Leo Strauss at McMaster

In September 1975, Rabbi Stanley G. Weber defended a dissertation called “Leo Strauss on Jerusalem and Athens”, supervised by George Parkin Grant in the Department of Religious Studies.  The dissertation was meant to “enucleate the thought of Leo Strauss on the relation of Jerusalem and Athens” with a special interest in the relation between Judaism and Philosophy.  This is interesting for a whole host of reasons.  First, Political Philosophy has always had a home at McMaster, despite the never ending persecution to which it’s been subjected by the last 20+ years of administrations.  Second, 1975 is incredibly early to be writing a dissertation on Strauss’s thought.*  Really, Grant is one of the few (only?) people who in 1975 could have supervised such a thesis, being a reviewer of Strauss’s On Tyranny and the Strauss-Kojeve debate.  Grant was the first to bring attention the the omission of the last paragraph from the French edition in the English “Restatement”.  Confer footnote 37 in Grant’s famous Lament for a Nation, where he draws on Strauss to make sense of the Canadian modern predicament.  That whole paragraph is clearly a reflection on Strauss’s famous line, “Tyranny is a danger coeval with political life” and Kojeve’s response to it in view of the “world state”.  In Lament (1965) Grant points us to What is Political Philosophy? and The City and Man.  In his 1966 Appendix to Philosophy and the Mass Age, Grant points us again to WIPP but now substitutes CM for Thoughts on Machiavelli.
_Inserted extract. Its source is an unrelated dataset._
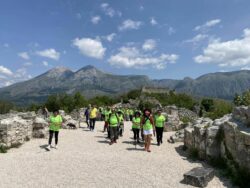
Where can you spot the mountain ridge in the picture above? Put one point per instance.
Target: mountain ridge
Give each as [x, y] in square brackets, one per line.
[91, 82]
Returning to Rabbi Weber, it appears only Professor Kenneth Green has come across his thesis, granting it a citation in Jew and Philosopher, but I can find it only in the citations not in the text.  Rabbi Weber was mentioned in the Ottawa Citizen on May 27, 1961 [link].  This is a stunning thesis, which deserves much more publicity than it’s received.  Especially interesting is that Rabbi Weber appears to have met Strauss, listing his “two days with Strauss” among the abbreviated works.  More to come…

*Richard Zinman, I believe, also wrote a dissertation on Strauss.  But this was awarded (according to his CV on the Olin Center page) in 1976.